For a casual lunch, it's so cute and fresh to serve a selection of sandwiches. These paninis grill so beautifully, and take three minutes to make. When sliced diagonal into triangles, everyone's fave sandwich shape (it's like how the blue and green M&M's just taste better), they present so nicely. Rustic and delicious. My ridged griddle type sandwich press has a weighted lid. This is what gives the paninis those nice, slightly charred lines. The lid presses down, indenting the bread. Brushing the pan with olive oil gives the bread a nice golden brown, crispy crunch. I really enjoy making these grilled sandwiches. It's the Saturday night staple in our home, when I myself am fried, and need to make something fast and easy, that requires almost zero brain usage. We've all been there.

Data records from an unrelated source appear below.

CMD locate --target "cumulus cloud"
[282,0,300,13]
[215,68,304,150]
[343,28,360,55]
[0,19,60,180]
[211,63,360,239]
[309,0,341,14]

These versions are classic flavors that compliment each other beautifully. One is tomato sauce with cheddar, the second is a pesto mozzarella. If you can, use two different breads, perhaps a sourdough and a whole wheat. If you only have one type, that's cool too. It just makes for a nice presentation to have two. Either way. Both of these would serve fantastically well with my favorite tomato basil soup recipe, from the Barefoot Contessa. See previous food posts😍🍅. Wonderful Italian flavors all around. Make the soup in advance, while its heating just make the paninis so your eaters can dunk, like my daughter loves to do. The recipe is like a non recipe.
Spread a layer of a thicker type of tomato sauce (so it won't leak) on one slice, and one or two cheddar slices on the other. Combine. Grill on an oiled, heated pan with the weighted lid on top for a couple minutes on each side. Grill lines should be brown, bread crispy , cheese melted. Flip with a spatula. Cut after the sandwich has at least one minute for the cheese to set. A serrated knife cuts this best, that's the knife with ridges.
Spread a layer of store bought pesto on one slice, and one or two mozzarella slices on the other. Repeat grilling process, making sure to re oil the pan if it dried up. What's terrific here is that you can add any grilled vegetables to your panini. Pre cook the thinly sliced veggies, or even a portobello mushroom cap, and just stick in between before grilling. Peppers, onions, zucchini. It all works. Grilled vegetable sandwiches look beautiful and are great in the summer. Fresh, uncooked tomato slices will work too. Don't precook those, they'll be mush.
To serve, just put nicely on a rustic looking serving platter and have all your guests grab the halves. This is a fun, hands on food, so don't worry how to plate it so much. Sandwiches are for chill time. Oh, and if one burns, it'll probably still be good, but with slices of cheese and a loaf of bread on hand, you can quickly whip up more. No worries. Who says grilling has to be just for carnivores?? Pesto Besto.